Menurut Anies Baswedan, keputusan untuk menghentikan pelaksanaan Kurikulum 2013 dan kembali pada KTSP merupakan langkah yang tepat bagi pendidikan nasional karena penerapan Kurikulum 2013 tidak diimbangi oleh kesiapan pelaksanaannya. Penerapan yang dinilai terlalu tergesa-gesa tersebut membuat peserta didik dan kebanyakan guru mengalami kesulitan untuk mengaplikasikannya di sekolah. Padahal, guru merupakan kunci utama dalam menyukseskan kurikulum tersebut dengan menjadikan pembelajaran lebih bermakna dan menciptakan peserta didik yang mampu berprestasi baik di bidang akademik maupun non-akademik.
Keputusan penghentian yang diambil oleh Mendikbud yang baru memang sangat berani, sehingga hal itu mendapat kritikan dari mantan Mendikbud selaku penggagas Kurikulum 2013. Menurut Mohammad Nuh, kembalinya pada kurikulum sebelumnya (KTSP) merupakan langkah mundur karena secara substansi, Kurikulum 2013 dinilainya tidak ada masalah. Selain itu, bukti yang ditunjukkan jika substansinya tidak ada masalah adalah dengan tetap diberlakukannya bagi sekolah-sekolah yang telah menerapkannya selama tiga semester, yaitu mulai tahun ajaran 2013/2014.
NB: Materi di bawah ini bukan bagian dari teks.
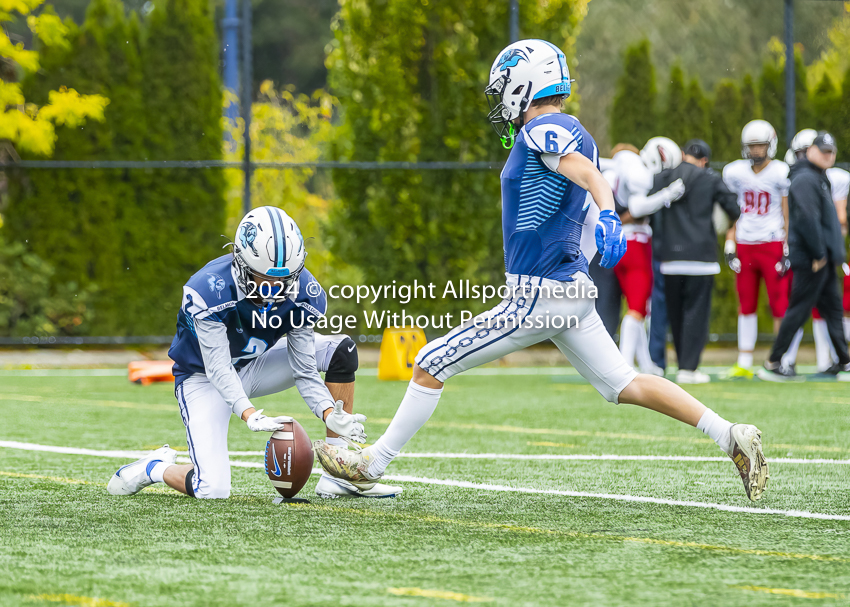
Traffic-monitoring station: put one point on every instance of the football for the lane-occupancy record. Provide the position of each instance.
(289, 459)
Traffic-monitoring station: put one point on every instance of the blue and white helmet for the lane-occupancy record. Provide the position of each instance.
(524, 71)
(269, 252)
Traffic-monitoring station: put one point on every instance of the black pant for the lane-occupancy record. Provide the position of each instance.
(688, 311)
(608, 295)
(808, 290)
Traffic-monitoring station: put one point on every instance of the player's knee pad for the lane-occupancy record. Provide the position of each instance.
(190, 476)
(344, 363)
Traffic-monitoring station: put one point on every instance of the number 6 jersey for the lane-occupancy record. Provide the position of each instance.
(760, 199)
(543, 212)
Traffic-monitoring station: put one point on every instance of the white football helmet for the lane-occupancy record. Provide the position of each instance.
(758, 132)
(524, 71)
(661, 153)
(801, 142)
(268, 251)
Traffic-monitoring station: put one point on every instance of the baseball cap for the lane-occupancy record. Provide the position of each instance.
(697, 148)
(825, 142)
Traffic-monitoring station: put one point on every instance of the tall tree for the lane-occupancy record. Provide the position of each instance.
(675, 113)
(826, 106)
(633, 111)
(726, 122)
(409, 76)
(750, 106)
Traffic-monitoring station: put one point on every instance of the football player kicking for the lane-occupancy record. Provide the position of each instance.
(245, 330)
(552, 166)
(756, 246)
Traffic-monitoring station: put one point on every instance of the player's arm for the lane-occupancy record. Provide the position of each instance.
(301, 349)
(609, 230)
(215, 351)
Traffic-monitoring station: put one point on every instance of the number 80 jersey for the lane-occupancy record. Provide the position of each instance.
(760, 198)
(543, 211)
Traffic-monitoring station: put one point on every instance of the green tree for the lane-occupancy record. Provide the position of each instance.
(843, 132)
(25, 125)
(410, 77)
(675, 113)
(750, 106)
(696, 114)
(633, 111)
(825, 105)
(726, 122)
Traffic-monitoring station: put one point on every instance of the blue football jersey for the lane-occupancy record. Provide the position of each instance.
(543, 211)
(212, 294)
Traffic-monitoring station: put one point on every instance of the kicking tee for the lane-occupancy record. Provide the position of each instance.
(543, 212)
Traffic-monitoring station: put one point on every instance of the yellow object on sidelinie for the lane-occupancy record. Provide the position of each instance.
(399, 348)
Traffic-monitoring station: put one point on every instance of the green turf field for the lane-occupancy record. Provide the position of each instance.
(64, 540)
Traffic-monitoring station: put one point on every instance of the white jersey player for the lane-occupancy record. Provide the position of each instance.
(756, 248)
(552, 165)
(631, 181)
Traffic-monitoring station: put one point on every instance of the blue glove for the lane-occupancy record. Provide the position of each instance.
(610, 241)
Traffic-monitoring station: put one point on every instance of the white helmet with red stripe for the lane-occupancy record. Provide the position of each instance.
(758, 132)
(661, 153)
(269, 251)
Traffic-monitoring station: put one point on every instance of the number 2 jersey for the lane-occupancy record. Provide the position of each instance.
(543, 212)
(220, 331)
(760, 199)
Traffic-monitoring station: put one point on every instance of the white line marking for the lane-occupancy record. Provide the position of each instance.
(493, 456)
(482, 486)
(586, 457)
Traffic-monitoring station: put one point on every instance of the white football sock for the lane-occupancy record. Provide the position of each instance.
(789, 359)
(823, 345)
(748, 328)
(157, 471)
(717, 428)
(642, 350)
(629, 337)
(415, 409)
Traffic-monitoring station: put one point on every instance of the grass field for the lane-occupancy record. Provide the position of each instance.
(492, 530)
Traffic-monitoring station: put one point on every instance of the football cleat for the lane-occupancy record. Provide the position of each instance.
(329, 487)
(132, 478)
(778, 373)
(749, 459)
(350, 465)
(739, 372)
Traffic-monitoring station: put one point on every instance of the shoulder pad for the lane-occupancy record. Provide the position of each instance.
(558, 134)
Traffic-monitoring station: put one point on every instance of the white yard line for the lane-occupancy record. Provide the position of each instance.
(480, 486)
(437, 455)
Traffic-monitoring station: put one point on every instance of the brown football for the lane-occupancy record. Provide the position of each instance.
(289, 459)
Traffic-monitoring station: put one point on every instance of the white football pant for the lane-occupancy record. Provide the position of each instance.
(527, 317)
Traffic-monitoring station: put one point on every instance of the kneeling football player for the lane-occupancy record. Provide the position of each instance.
(245, 330)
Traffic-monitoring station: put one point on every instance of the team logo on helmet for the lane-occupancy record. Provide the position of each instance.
(511, 58)
(247, 236)
(216, 284)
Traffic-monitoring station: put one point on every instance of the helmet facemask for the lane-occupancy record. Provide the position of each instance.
(500, 115)
(264, 290)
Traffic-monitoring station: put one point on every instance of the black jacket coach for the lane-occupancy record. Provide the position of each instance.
(685, 230)
(814, 232)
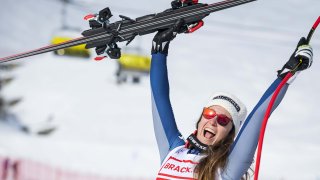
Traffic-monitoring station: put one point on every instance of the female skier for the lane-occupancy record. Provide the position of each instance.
(219, 148)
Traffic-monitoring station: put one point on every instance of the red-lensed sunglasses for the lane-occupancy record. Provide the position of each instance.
(222, 119)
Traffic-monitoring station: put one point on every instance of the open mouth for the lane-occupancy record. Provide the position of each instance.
(209, 134)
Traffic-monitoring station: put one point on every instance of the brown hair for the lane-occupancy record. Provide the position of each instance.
(215, 159)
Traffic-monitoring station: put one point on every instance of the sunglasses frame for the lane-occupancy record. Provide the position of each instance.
(222, 119)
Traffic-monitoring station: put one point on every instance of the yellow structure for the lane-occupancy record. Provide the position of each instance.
(79, 50)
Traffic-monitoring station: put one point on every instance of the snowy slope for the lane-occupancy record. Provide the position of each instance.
(110, 126)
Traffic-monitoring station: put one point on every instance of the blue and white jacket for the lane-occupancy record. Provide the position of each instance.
(177, 161)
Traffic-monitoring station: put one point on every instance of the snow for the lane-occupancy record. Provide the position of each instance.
(107, 129)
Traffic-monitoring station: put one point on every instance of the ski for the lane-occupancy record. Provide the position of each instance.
(104, 35)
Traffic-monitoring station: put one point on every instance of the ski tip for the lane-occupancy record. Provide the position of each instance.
(89, 17)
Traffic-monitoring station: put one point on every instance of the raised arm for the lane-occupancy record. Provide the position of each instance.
(244, 147)
(166, 131)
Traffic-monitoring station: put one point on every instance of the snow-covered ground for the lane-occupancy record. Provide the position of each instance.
(106, 129)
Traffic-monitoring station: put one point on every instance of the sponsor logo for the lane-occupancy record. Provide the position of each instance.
(175, 168)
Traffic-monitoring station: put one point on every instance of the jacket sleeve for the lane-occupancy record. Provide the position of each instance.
(245, 144)
(165, 128)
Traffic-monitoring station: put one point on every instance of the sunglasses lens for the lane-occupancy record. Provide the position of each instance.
(223, 120)
(208, 113)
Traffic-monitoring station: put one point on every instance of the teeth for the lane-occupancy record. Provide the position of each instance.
(210, 130)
Dengan terjadinya fenomena tarik ulur kurikulum pendidikan dari Kurikulum 2013 ke KTSP, tentunya akan memunculkan persoalan yang baru, seperti halnya menyangkut Data Pokok Pendidikan (Dapodik), terlanjurnya pembelian buku kurikulum 2013 yang sudah dikirim ke sekolah, dan teknis penggunaan KTSP dalam masa transisi. Bukan hanya itu, peserta didik yang dijadikan target pembelajaran pun akan merasakan kebingungan dan tidak menutup kemungkinan mengganggu terhadap psikologisnya akibat perubahan yang terlalu cepat.
Di Tasikmalaya sendiri, fenomena tarik ulur kurikulum yang dilakukan oleh Mendikbud yang baru tersebut menjadi buah bibir yang menarik untuk dibahas. Munculnya pro dan kontra terhadap keputusan penghentian Kurikulum 2013 di kalangan guru sendiri. Bukan masalah kerumitan dalam menerapkan Kurikulum 2013, lalu akhirnya merasa sangat bahagia karena telah diputuskan untuk dihentikan, melainkan waktu pengambilannya yang tidak tepat yaitu di tengah-tengah tahun ajaran yang sedang berjalan. Harapannya Kurikulum 2013 tersebut tetap dilanjutkan selama satu tahun ajaran penuh yaitu pada semester satu dan semester dua tahun ajaran 2014/2015.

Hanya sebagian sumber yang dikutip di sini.